Re: Benchmarking A DB-Intensive Script
by rnahi (Curate) on Mar 14, 2006 at 07:37 UTC
|
Using Devel::Dprof and dprofpp,
which are part of recent Perl distributions,
you should find out where your code is slow.
Regarding the database issues, DBI::Profile can
find which methods are taking too long (you can look
at Speeding up the DBI for suitable examples and tips).
| [reply] |
|
|
And when you use Devel::DProf, tell it to report wall time, so you can see the time spent waiting for the database. Otherwise, it just measures CPU, and you get a strange picture in a database-heavy script.
| [reply] |
Re: Benchmarking A DB-Intensive Script
by tilly (Archbishop) on Mar 14, 2006 at 18:00 UTC
|
My general strategy for problems like this goes as follows. First, add some stupid tracing to get an idea whether it is going fast enough.

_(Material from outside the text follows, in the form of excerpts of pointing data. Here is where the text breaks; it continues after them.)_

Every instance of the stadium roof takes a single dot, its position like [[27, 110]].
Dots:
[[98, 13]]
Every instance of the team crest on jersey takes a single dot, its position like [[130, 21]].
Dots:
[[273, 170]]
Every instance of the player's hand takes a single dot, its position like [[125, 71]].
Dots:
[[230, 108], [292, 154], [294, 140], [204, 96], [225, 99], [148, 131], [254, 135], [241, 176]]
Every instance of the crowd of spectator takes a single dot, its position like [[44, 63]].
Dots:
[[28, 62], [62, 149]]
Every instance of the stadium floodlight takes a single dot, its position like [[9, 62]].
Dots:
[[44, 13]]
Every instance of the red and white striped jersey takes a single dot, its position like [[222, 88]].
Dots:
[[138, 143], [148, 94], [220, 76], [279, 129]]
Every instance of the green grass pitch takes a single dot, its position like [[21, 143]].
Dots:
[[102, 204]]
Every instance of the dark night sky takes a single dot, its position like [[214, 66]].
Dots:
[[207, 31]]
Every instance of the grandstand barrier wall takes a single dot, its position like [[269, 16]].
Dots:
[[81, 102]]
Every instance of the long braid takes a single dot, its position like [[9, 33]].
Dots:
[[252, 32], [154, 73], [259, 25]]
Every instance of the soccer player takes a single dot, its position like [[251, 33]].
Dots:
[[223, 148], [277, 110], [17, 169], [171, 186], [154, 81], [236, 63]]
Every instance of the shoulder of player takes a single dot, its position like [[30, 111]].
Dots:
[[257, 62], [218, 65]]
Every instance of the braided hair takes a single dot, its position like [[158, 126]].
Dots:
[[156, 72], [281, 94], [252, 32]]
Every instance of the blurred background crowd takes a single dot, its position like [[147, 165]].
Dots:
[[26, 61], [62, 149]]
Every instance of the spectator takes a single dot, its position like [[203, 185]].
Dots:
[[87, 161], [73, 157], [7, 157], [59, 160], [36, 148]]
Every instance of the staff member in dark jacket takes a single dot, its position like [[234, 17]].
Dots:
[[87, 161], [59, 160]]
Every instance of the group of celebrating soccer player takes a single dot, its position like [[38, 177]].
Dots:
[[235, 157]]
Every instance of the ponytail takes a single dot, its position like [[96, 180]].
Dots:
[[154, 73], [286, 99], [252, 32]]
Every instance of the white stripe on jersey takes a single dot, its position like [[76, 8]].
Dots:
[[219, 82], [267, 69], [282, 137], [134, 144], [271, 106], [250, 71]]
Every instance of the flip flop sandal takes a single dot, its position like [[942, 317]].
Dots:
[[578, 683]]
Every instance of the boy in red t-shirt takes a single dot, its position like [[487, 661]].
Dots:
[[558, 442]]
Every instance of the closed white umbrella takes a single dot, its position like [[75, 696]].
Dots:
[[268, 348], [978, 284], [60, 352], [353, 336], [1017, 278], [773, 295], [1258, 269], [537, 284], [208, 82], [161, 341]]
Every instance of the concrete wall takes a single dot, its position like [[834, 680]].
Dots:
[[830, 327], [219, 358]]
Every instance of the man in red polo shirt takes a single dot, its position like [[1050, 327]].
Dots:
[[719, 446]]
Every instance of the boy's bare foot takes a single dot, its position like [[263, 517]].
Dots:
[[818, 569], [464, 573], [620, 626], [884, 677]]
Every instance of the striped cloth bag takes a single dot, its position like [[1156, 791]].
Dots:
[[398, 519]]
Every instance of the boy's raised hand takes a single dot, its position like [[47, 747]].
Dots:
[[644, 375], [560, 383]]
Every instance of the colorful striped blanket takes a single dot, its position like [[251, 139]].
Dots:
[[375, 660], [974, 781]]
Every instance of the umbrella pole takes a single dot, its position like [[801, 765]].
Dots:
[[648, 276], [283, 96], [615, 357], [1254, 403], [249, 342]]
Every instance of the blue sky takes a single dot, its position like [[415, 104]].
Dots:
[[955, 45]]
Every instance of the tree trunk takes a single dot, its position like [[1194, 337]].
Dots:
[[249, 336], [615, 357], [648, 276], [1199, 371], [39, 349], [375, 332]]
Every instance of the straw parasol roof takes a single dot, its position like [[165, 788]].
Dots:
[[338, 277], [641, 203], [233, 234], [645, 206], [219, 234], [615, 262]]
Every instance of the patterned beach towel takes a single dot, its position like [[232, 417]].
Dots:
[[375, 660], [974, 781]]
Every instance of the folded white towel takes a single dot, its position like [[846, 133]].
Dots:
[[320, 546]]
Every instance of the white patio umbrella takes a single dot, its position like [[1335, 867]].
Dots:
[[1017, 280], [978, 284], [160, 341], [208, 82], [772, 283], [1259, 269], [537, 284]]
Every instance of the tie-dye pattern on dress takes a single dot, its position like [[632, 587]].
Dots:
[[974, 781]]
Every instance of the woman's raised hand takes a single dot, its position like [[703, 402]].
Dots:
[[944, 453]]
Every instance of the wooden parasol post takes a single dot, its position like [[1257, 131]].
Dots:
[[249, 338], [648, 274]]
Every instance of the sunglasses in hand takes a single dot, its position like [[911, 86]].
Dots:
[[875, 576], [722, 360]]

If it is not, then do a quick back of the envelope calculation about what it is doing, and look for stupidly obvious improvements that are easy to do. Only if that doesn't find enough will I try to trace down performance problems.
So you expect to run for 100 million iterations and want to finish in a few weeks. OK, there are 60*60*24*7*4 = 2,419,200 seconds in 4 weeks. That means that 10,000 iterations should take about 240 seconds, or about 4 minutes. So add a message that prints every 1000 iterations, says how many iterations it has done in how many minutes. For your program, you'll also want it to say how many have a min(property-pair score) above your threshold. Start running it. If it is going fast enough, leave it be. If it isn't going fast enough, you know you have a performance problem. (Algorithm check, check for quadratic inefficiencies. 70,000 elements means 70_000*69_999/2 pairs of elements, or about 2.45 billion. Since you're only looking for 100 million or so pairs, your grab a pair/throw it away algorithm won't slow you down more than a few percent by the end. Unless, of course, something else slows down over time. Like your check for whether you've done a pair. That's one good reason for having regular progress reported. Often programs start fine then progressively get slower due to a subtle algorithm problem. A benchmark of 10,000 elements won't find that out. It really sucks to write a program that you think will take a week to run, and then be faced a month later with the decision about whether it is better to let it continue running, or to kill it and try to analyze why it took a month, without having any idea how close it is...)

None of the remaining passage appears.